Verantwortung in der Diaspora: Deutsche und Russen

Der ab 1978 für fast zwanzig Jahre eingesetzte Pfarrer, der ebenfalls nach seiner Konversion zur Orthodoxie zum Priester geweihte V. Benedikt Lohmann, hat die Gemeinde in einer besonderen Phase ihrer Geschichte durch seine breite theologische Bildung und unermüdliche Liebe zu den Gottesdiensten geprägt. (Er sprach manchmal scherzhaft vom „Kathedral-Kloster“ in Hamburg.) Besonders die deutschen Konvertiten sind ihm für die fundierte Einführung in die Tiefe und den Reichtum der liturgischen Texte überaus dankbar.
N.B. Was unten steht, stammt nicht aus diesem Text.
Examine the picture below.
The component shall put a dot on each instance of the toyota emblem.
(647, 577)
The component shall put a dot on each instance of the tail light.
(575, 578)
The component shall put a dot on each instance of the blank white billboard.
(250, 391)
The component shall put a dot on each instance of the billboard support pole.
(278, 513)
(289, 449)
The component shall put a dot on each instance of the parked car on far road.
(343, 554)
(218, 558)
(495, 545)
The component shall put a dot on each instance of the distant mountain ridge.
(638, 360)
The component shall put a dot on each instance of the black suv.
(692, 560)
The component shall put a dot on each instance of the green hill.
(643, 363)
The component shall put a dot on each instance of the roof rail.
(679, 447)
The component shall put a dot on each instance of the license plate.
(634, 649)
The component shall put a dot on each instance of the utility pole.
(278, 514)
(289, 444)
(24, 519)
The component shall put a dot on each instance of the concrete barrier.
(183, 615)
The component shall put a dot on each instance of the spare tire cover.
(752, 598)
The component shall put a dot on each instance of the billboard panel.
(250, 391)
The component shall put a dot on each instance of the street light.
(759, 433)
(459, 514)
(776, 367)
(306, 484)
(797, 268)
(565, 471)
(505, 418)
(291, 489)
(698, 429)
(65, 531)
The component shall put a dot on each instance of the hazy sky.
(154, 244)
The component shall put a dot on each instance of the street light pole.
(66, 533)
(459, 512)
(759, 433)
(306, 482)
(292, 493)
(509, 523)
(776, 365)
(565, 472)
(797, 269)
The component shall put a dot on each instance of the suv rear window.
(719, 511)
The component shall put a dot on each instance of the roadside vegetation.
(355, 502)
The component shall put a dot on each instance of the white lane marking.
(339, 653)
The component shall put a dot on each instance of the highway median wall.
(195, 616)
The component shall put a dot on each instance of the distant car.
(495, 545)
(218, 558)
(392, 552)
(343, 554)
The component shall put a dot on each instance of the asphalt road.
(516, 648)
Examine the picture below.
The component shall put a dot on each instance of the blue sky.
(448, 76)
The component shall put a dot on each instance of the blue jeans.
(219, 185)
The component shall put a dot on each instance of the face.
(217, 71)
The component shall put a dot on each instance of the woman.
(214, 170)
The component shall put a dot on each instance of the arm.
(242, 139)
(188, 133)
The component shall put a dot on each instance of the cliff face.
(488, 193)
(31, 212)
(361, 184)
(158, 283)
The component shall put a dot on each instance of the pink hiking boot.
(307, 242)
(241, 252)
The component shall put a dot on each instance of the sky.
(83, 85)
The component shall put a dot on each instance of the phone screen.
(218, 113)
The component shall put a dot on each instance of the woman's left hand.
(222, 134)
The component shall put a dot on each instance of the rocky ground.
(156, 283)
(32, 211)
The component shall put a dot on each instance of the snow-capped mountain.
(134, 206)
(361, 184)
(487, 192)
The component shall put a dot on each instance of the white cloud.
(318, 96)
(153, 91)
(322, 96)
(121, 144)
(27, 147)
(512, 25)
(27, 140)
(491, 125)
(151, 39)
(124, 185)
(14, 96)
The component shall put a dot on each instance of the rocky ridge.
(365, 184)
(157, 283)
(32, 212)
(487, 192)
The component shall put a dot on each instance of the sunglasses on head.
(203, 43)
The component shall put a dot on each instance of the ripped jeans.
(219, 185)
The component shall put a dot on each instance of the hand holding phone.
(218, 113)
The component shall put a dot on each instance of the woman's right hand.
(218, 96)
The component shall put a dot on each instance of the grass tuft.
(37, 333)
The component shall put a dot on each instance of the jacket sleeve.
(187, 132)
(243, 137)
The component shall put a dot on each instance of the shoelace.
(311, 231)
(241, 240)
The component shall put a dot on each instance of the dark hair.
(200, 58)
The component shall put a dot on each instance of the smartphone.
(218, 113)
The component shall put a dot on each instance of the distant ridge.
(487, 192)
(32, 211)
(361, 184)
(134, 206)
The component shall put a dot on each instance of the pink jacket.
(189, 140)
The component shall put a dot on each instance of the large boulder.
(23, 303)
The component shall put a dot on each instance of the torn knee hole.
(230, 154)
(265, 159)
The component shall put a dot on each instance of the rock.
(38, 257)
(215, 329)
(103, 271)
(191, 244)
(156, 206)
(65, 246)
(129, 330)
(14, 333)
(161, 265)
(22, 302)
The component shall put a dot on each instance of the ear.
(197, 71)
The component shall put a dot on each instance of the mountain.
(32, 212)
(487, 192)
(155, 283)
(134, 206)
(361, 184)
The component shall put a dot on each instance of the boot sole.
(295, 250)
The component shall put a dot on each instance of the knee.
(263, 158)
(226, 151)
Da die meisten Nachkriegs-Emigranten in andere Länder – vornehmlich die USA – weiter gezogen waren und die gebliebenen ihre Nachkommen nicht für die Kirche begeistern konnten, schrumpfte die Gemeinde mit dem Sterben vieler Glieder kontinuierlich, so dass die Konvertiten und die Gläubigen anderer Nationalitäten, die ihre Heimat in dieser Kirche gefunden hatten, das Erscheinungsbild und die Gottesdienstgestaltung bestimmten. Auch in die Verwaltungsämter rückten immer mehr Deutsche ein. Den Beginn der neuen Ära durch die dritte Immigrationswelle seit 1990 hat V. Benedikt noch wahrgenommen (er starb unerwartet 1995), ohne aber die nunmehr ganz von den aus Russland mitgebrachten Frömmigkeits-Formen und dem tendenziellen Zurückweichen der deutschen Sprache im Gottesdienst (trotz der vielen Kinder und Jugendlichen, denen das Kirchenslavische fremder ist als das Deutsche) geprägte Atmosphäre zu erleben. Es bleibt die große Aufgabe, im Bewusstsein der „Verantwortung in der Diaspora“ (V. Georg Seide) – der nächsten Generation und der nicht-orthodoxen Umgebung gegenüber - die Integrations-Impulse, die diese beiden Geistlichen hier in der russisch-deutsch geprägten Tradition vermittelt haben, fruchtbar zu machen. Der alle Glieder über sprachliche und kulturelle Differenzen hinweg verbindende Vorsteher der Gemeinde ist seit 1995 Erzpriester V. Josef Wowniuk.